Geronimo

by Read Listen Learn


About two hundred years ago in North America, groups of settlers, English-speakers moving south and Spanish-speaking Mexicans moving north, began to move into the desert lands between Mexico and the U.S.A. Caught between the two, and ready to fight to keep the land, were the American Indians of the region. They were mostly of the 'Apache' tribe and they knew the desert very well. Soon, the settlers and the Apache were fighting all the time. Surprise attacks on the enemy's home were the usual way. No-one knew who started it or when it would end.

Geronimo, an Apache chief, was born in the middle of June, 1829, into the Bedonkohe Apache clan in what is now the U.S. state of New Mexico but was still part of Mexico at the time. His grandfather was chief of the Bedonkohe clan in his day. He had a traditional Apache education and tribal childhood. He married at 17 years old and went on to have three children.

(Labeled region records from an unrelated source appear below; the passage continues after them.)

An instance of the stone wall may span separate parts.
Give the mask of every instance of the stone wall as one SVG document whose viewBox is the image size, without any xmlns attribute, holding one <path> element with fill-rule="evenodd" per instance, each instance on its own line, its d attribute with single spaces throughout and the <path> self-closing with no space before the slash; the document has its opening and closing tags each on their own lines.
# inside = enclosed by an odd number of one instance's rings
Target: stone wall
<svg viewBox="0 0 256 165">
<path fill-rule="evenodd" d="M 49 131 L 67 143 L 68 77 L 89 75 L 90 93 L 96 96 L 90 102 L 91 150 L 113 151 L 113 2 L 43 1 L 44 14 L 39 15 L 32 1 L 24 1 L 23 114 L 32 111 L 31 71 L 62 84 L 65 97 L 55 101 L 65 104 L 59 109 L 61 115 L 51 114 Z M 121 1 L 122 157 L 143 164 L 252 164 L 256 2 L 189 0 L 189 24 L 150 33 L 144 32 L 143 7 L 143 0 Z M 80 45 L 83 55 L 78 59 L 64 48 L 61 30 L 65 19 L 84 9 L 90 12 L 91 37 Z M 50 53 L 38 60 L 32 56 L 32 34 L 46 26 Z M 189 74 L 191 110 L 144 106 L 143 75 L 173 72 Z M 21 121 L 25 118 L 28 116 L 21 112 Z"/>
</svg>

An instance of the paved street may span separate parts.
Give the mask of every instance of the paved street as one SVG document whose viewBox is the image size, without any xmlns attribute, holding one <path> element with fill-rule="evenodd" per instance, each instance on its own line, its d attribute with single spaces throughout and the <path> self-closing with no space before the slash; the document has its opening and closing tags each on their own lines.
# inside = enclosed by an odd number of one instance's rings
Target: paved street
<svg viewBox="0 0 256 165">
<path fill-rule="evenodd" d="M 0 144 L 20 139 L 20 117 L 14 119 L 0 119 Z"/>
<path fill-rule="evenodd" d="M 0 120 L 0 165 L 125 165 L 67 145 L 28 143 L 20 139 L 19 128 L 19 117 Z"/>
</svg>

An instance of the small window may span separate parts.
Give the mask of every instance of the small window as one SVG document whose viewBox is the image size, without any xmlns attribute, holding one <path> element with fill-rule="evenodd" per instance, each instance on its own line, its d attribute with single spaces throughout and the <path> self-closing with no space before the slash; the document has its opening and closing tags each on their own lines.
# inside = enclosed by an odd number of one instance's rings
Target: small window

One day, the men left to get provisions in the town but, on the way home, they learned that the Mexicans had attacked their homes. Many women and children were killed in the attack and, when Geronimo got home at night he found that the Mexicans had killed his wife, his three children and his mother, an old woman. When the others who had lost family came together to plan their revenge on the Mexicans, Geronimo made sure he was there.

For decades, the Apache were at war with both Mexico and the U.S.A., killing thousands of Mexicans and hundreds of Americans. Sometimes, there were peace talks but Geronimo said that the whites of both sides broke their word too often; especially the Mexicans, he felt. Geronimo fought both nations and became famous as a brave and clever guerrilla leader. The Apache fighters knew the land very well and would often lose U.S. or Mexican soldiers chasing them by going into caves. The soldiers would wait for them to come out but the Apache knew secret exits.

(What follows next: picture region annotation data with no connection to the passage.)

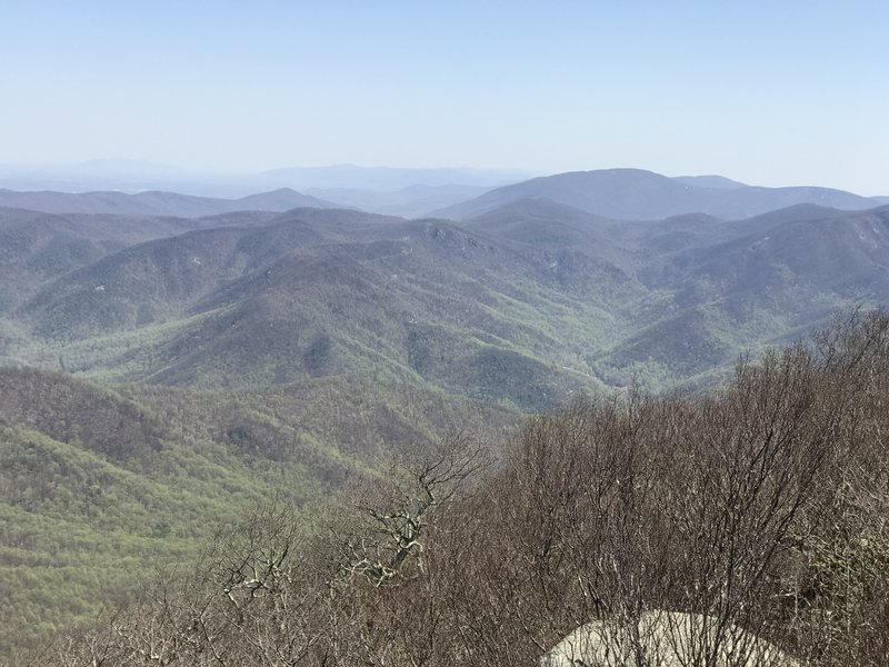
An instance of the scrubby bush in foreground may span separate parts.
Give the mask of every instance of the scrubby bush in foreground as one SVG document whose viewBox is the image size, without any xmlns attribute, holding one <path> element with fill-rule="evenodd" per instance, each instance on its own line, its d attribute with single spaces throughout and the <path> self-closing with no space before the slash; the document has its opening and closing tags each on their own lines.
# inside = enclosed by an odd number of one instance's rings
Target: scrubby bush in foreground
<svg viewBox="0 0 889 667">
<path fill-rule="evenodd" d="M 455 438 L 356 485 L 311 536 L 258 511 L 41 661 L 529 665 L 582 624 L 633 637 L 665 609 L 708 619 L 689 667 L 737 628 L 800 664 L 883 665 L 887 398 L 889 315 L 855 313 L 708 397 L 532 418 L 498 465 Z"/>
</svg>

But, in the end, Geronimo and his now small group of thirty-six men, women and children, surrendered to the U.S. army. They became prisoners of war of the U.S.A. Geronimo was to stay a prisoner of war for the rest of his life. Of course, as he grew old, he was allowed to travel and even appear in shows but he could never go back to his old Apache lands. In the end, Geronimo, aged around eighty, fell off his horse and lay in the cold all night. It killed him. He was buried in the Apache prisoner of war cemetery in an unmarked grave.

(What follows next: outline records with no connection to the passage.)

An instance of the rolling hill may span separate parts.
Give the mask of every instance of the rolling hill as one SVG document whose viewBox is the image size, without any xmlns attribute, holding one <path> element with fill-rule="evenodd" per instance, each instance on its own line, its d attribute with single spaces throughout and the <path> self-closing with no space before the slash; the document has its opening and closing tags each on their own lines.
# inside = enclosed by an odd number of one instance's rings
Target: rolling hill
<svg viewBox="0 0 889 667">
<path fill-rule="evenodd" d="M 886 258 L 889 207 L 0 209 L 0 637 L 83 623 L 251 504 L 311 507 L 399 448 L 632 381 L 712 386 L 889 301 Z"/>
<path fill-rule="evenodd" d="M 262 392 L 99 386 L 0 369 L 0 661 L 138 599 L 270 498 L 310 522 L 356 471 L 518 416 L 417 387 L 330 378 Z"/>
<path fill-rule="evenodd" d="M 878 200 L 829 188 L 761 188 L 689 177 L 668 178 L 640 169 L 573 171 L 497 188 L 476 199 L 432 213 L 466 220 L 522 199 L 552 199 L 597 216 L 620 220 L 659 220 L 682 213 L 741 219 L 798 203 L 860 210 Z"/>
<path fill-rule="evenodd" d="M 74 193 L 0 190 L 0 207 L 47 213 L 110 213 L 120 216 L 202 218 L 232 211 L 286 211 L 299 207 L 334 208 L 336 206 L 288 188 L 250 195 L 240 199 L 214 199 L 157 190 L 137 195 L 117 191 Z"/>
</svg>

Why is his name still known? For many, he was a brave defender of his people who, after his family was murdered, went to war against the Americans and Mexicans who were taking his people's lands. He did kill many people, men, women and children, sometimes in terrible ways but he was a man born into very violent times.

He is still a very political character. At the time of the Vietnam War, he was seen as a symbol of resistance to the 'American Empire', a shining light for native peoples everywhere who resist invaders. And, again, when the U.S. organised the operation to kill Osama bin Laden in Pakistan, they used the codename 'Geronimo' for Osama bin Laden and for the operation itself. Geronimo's descendants in America complained to the U.S. government. They said it showed how, even today, the U.S.A. sees Geronimo as a foreign enemy and not a Native American.